CST 8152 - Lexical Glossary
- We want to recognize a LANGUAGE.
- We write a GRAMMAR for the
language.
- The grammar is composed of PRODUCTIONS
containing TERMINAL symbols and NON-TERMINAL
symbols.
- Terminal symbols are TOKENS,
classified by a LEXICAL ANALYSER or SCANNER.
- The scanner reads the input and recognizes
character sequences called LEXEMES and classifies
them into tokens.
- The structure of the lexemes is based on PATTERNS.

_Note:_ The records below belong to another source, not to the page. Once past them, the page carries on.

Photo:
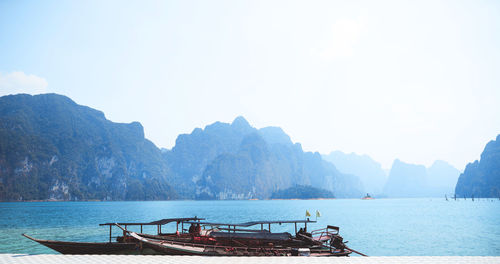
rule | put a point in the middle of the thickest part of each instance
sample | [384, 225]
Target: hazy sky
[414, 80]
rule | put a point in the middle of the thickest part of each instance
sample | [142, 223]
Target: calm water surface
[381, 227]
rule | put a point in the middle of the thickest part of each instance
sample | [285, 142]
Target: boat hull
[97, 248]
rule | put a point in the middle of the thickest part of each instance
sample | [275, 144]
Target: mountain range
[412, 180]
[368, 170]
[238, 161]
[53, 148]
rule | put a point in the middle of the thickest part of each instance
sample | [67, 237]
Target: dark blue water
[381, 227]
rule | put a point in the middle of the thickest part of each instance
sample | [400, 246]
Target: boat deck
[121, 259]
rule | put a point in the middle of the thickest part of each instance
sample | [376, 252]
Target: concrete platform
[81, 259]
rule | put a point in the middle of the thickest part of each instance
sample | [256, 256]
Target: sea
[379, 227]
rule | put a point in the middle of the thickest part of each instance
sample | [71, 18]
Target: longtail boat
[215, 239]
[123, 244]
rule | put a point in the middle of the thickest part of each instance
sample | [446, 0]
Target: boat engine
[337, 242]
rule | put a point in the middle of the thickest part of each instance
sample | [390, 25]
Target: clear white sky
[414, 80]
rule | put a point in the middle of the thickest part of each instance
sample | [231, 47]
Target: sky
[413, 80]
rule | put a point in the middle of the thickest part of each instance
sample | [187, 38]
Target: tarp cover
[259, 235]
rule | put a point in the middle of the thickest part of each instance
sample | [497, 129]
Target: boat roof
[247, 224]
[162, 221]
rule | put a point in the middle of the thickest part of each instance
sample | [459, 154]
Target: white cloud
[343, 37]
[19, 82]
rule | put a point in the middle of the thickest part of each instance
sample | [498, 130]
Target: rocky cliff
[242, 162]
[53, 148]
[482, 178]
[368, 170]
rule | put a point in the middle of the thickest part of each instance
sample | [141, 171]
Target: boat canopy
[248, 224]
[260, 235]
[161, 222]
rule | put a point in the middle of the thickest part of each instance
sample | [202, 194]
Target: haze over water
[381, 227]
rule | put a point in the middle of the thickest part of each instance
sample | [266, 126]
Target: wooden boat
[367, 197]
[215, 239]
[108, 248]
[249, 242]
[123, 244]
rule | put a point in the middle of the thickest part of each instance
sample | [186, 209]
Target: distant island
[302, 192]
[482, 178]
[54, 149]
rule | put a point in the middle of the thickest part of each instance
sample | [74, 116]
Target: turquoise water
[381, 227]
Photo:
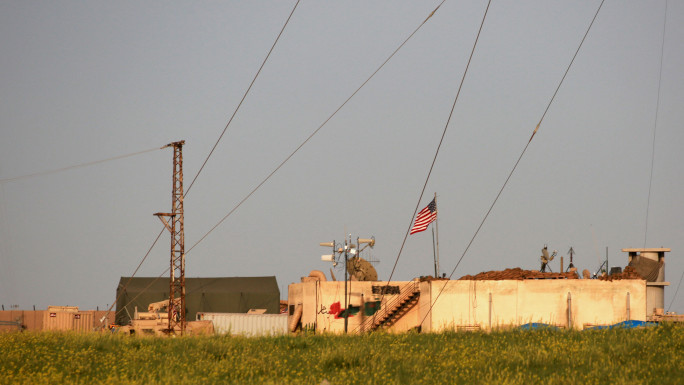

- The patterns are often expressed using REGULAR
EXPRESSIONS and REGULAR DEFINITIONS.
- Regular expressions are equivalent to FINITE
AUTOMATA.
- Finite automata can be either DETERMINISTIC
or NON-DETERMINISTIC.
- Deterministic finite automata can be
constructed from non-deterministic finite automata;
however, the construction may require an exponential
number of states.
- We can compile a regular expression
into a recognizer by constructing the finite automaton to
which it is equivalent.
- Finite automata can be represented using STATE
MACHINES.
- State machines may be DETERMINISTIC
or NON-DETERMINISTIC.
- State machines may be expressed using TRANSITION
DIAGRAMS (deterministic) and TRANSITION GRAPHS
(non-deterministic).
- From the transition diagrams and graphs we
can construct TRANSITION TABLES that tell what the
next state is, based on the current state and the current
input character.
- Transition tables can be coded.